As the inevitable launch of humans to Mars slowly approaches over the coming decades, we are using our best technology to study our neighbour in detail. With multiple orbiting satellites and ground surveyors, we are slowly learning more about the geology, climate, environment, and history of Mars. It feels as if every new discovery is a surprise, and we never expected Mars to be such a dynamic and complex world. With science and technology improving every year, humanity is focussing efforts on the red planet. The latest incredible discovery comes from radar data from the Mars Reconnaissance Orbiter (MRO).
The latest data indicates that vast glaciers of ice water exist longitudinally around the northern and southern hemispheres of Mars. They could not be seen in images at visible wavelengths because they are covered by the thick layer of rusty dust that covers the entire planet. But radar data can peer beneath the dust and not only see the glaciers, but measure their size and structure.
A glacier is a large chunk of ice that flows over geological time scales, and just like glaciers on Earth, the motion and evolution of the Martian glaciers can be modelled. By looking at the form and flow of the glaciers at the well studied parts of the planet, the total volume and flow of the glaciers across the entire planet can be determined.

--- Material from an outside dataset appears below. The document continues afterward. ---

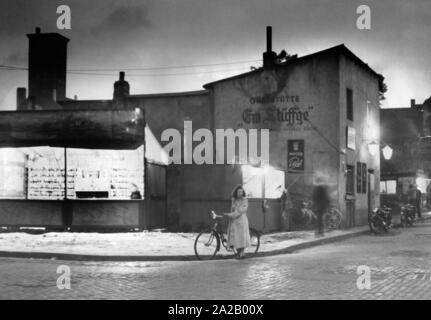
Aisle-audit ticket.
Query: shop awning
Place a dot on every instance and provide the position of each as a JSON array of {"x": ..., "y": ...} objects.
[{"x": 90, "y": 129}]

The result? The Martian glaciers are made of 150 Billion cubic kilometres of water ice! That’s enough ice to cover the entire surface with an ice layer 1.1 metres thick. Recently I wrote about the fact that Mars had lost an entire ocean of water to space, and the lack of a magnetic field means that most surface water is evaporated by the rays from the Sun. But with the ice, the thick layer of dust is likely protecting it from evaporation.
This much ice is promising for the future of human exploration on Mars. It could provide a source of usable water to help sustain humans who venture there.